Wohl aber erfährt man, dass Sicherheitsdienstleister keine Söldner sind – jedenfalls nach Definition des ersten Zusatzprotokolls zur Genfer Konvention. Man erfährt weiter, dass 2008 auf Initiative der Schweiz und des Komitees vom Roten Kreuz ein Dokument von Montreux verabschiedet wurde. 16 Staaten bekräftigen darin, dass auch für die Militär- und Sicherheitsfirmen bestehende menschenrechtliche und humanistische Verpflichtungen gelten müssen. »In Ermanglung eines bindenden internationalen Abkommens ist dies jedoch nur durch den Erlass nationalstaatlicher Gesetze möglich«, heißt es dazu in Berlin. »Die Bundesregierung steht Initiativen, die eine effektive Erfassung und Kontrolle von Tätigkeiten privater Militär- und Sicherheitsfirmen zum Ziel haben, aufgeschlossen gegenüber.« Und formuliert entsprechende Gesetze?

Im Gegenteil, man listet bei jeder Gelegenheit Probleme auf und scheut sich dabei nicht einmal, den entstehenden »erheblichen Verwaltungsaufwand« ins Feld zu führen. Sollen sich doch andere um Söldner kümmern: »Mitarbeiter deutscher und internationaler privater Militär- und Sicherheitsfirmen unterliegen grundsätzlich der Hoheitsgewalt und damit der Strafgewalt der Staaten, in denen sie tätig werden.«

In Berlin unterstützt man eine »freiwillige Selbstkontrolle« der Unternehmen und würde sich darüber freuen, wenn die Firmen sich einem entsprechenden »Verhaltenskodex« unterwerfen. Allein: »Soweit erkennbar, hat bislang kein Unternehmen mit Sitz in Deutschland den freiwilligen Verhaltenskodex unterzeichnet.« Beabsichtigt die Regierung dann wenigstens, die Unterzeichnung des Verhaltenskodex zur Bedingung für Auftragsvergaben zu machen? Nein.

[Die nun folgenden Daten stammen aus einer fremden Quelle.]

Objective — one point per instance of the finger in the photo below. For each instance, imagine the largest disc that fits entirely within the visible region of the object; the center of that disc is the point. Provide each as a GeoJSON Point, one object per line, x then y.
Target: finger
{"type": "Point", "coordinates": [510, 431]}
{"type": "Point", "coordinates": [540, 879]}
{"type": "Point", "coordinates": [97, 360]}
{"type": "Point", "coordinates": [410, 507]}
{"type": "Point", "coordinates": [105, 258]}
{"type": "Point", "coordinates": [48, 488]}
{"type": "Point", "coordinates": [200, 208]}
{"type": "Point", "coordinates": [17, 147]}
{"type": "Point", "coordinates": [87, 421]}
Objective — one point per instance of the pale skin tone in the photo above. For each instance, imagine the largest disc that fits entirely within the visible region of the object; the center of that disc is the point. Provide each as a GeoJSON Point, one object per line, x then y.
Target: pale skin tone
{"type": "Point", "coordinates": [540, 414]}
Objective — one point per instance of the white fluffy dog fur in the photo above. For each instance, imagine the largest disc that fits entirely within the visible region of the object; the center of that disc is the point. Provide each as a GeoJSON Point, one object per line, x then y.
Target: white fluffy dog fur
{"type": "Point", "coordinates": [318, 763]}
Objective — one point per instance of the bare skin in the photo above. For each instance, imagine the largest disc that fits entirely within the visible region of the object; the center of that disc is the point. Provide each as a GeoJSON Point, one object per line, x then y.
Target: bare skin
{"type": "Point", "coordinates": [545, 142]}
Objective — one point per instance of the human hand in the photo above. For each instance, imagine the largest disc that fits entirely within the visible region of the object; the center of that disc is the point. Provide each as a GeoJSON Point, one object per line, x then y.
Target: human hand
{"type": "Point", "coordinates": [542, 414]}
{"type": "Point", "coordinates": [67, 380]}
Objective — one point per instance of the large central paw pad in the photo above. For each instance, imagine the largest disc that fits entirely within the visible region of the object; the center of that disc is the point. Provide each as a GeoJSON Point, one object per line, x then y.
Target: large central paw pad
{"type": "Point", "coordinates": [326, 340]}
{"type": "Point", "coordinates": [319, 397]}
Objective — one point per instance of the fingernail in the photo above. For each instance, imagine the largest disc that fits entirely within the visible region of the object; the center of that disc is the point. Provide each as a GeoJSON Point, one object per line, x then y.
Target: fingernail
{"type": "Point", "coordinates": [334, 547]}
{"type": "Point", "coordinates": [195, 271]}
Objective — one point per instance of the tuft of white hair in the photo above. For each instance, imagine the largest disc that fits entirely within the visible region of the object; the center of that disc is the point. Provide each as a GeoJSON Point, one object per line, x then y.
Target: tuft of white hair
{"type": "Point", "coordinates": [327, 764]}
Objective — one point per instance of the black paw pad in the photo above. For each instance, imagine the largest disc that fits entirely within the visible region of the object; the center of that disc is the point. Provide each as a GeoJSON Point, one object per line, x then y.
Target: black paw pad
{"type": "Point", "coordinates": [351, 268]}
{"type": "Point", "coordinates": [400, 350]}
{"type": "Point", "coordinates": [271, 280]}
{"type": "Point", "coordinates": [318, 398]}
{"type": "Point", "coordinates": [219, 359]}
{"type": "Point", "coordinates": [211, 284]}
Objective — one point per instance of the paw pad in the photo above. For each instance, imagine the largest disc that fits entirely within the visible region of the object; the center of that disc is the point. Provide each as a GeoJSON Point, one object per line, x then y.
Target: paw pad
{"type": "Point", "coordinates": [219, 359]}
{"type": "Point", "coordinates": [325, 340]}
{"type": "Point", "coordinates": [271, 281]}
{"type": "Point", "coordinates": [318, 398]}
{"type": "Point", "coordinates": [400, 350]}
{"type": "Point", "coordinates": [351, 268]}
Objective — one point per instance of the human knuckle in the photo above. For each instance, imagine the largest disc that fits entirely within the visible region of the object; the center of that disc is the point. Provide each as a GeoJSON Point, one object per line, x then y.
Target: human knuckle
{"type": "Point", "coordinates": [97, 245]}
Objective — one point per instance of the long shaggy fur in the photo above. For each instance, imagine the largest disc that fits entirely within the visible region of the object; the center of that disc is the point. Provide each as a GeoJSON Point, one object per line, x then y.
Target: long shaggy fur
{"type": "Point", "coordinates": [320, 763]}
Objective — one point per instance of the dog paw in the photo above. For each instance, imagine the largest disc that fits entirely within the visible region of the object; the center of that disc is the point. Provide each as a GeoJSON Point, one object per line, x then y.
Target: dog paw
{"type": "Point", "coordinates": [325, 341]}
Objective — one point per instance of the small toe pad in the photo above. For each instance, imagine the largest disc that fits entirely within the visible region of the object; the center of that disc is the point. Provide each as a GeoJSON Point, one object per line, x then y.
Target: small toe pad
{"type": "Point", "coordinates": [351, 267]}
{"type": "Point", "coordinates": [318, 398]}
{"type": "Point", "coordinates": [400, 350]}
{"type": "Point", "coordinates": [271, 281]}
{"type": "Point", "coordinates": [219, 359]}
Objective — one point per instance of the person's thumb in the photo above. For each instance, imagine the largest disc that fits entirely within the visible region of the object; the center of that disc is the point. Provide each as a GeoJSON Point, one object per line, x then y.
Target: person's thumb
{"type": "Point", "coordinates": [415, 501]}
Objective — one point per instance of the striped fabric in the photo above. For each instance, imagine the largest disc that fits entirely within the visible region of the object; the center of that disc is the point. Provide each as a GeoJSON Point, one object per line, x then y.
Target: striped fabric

Grundsätzlich bleibe es aber dabei: Der Regierung sind keine privaten Militär- und Sicherheitsfirmen mit Sitz in Deutschland bekannt, die im Ausland operieren. Dass sich Ex-Polizisten und ehemalige Bundeswehrler Jobs bei solchen Firmen suchen, müsse man hinnehmen, sagen Verantwortliche. Schließlich gebe es hierzulande die freie Berufswahl.

Zugegeben, es ist schwer, eine komplette Übersicht über die rund 3000 deutschen Unternehmen, die im Bewachungsgewerbe und damit als private Sicherheitsfirmen tätig sind, zu behalten. Doch einiges kann man schon wissen, wenn man nur mal im Internet nachschaut.

Da findet man unter anderem die Firma International Security Network GmbH. Sie hat ihren Sitz in 77836 Rheinmünster, also in Deutschland, und hatte jüngst wichtige Gäste zum »Informationsbesuch«. Denen stellte man die ISN-»Einsatzdynamik« vor, laut der man »innerhalb von 48 Stunden operative Einsatzkräfte inkl. Equipment in die jeweilige Einsatzregion ... befördern« kann.

Wer waren die Gäste? Einer heißt Ulrich K. Wegener. Der General a. D. war Begründer und Chef der GSG 9-Eliteeinheit. Der andere heißt Hubertus Grützner, war gleichfalls ein hohes Tier bei der Bundespolizei. Das mit dem a.D., also dem angeblichen Pensionsdasein, sollte man nicht überbewerten. Man kennt beide Einfädler diffiziler Operationen, von denen die deutsche Regierung nie etwas und sowieso ganz und gar nichts weiß.